Suppose that the actual amount of cement that a filling machine puts into 'six-kilogram' bags is a normal random variable with \(\sigma=0.05 \mathrm{~kg}\). If only \(3 \%\) of bags are to contain less than \(6 \mathrm{~kg}\), what must be the mean fill of the bags?

Short Answer

Expert verified
The mean fill must be 6.094 kg.

Step by step solution

01

Understand the Problem

We are given a normal distribution representing the amount of cement in bags, with a standard deviation \(\sigma = 0.05\) kg.
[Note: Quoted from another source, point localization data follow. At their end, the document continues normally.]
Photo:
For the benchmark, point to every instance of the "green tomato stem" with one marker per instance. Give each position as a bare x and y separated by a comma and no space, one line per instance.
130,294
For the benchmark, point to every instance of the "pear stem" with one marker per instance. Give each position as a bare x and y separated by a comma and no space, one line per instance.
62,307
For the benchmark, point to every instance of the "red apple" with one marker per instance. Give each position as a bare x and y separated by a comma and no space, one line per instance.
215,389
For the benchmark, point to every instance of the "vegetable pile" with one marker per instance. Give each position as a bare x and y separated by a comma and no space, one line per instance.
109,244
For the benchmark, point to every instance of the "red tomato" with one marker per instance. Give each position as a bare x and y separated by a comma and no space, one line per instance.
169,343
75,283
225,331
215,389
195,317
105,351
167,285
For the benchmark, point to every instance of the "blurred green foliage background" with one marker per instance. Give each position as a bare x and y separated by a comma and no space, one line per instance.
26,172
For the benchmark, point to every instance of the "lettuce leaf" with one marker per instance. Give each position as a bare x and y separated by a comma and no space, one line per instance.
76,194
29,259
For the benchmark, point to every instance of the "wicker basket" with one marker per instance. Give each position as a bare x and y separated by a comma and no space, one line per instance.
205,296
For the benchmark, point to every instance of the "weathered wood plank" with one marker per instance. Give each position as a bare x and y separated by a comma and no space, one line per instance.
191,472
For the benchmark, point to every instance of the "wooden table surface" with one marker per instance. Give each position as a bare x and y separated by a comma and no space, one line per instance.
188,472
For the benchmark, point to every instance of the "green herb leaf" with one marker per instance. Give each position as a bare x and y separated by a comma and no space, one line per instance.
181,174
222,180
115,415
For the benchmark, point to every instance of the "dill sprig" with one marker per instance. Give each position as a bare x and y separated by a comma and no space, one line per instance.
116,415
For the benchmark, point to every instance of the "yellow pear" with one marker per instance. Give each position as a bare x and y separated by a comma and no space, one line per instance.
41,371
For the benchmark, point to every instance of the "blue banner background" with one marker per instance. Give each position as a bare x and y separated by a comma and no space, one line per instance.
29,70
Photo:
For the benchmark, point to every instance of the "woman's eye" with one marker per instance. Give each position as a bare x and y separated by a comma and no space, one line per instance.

We need to find the mean so that only 3% of bags contain less than 6 kg.
02

Use Z-score formula

To solve this, we can use the Z-score formula: \( Z = \frac{X - \mu}{\sigma} \), where \(X = 6\) kg, \(\mu\) is the mean, and \( \sigma = 0.05 \) kg.
03

Determine the Z-score for 3%

Consult a standard normal distribution table or use a calculator to find that a probability of 3% corresponds to a Z-score of approximately \(-1.88\).
04

Rearrange Z-score formula to solve for mean

We rearrange the Z-score formula to solve for \(\mu\): \( \mu = X - Z \cdot \sigma \). Substituting the known values gives \( \mu = 6 - (-1.88) \cdot 0.05 \).
05

Calculate the mean

Calculate \( \mu = 6 - (-1.88) \cdot 0.05 = 6 + 0.094 = 6.094 \) kg.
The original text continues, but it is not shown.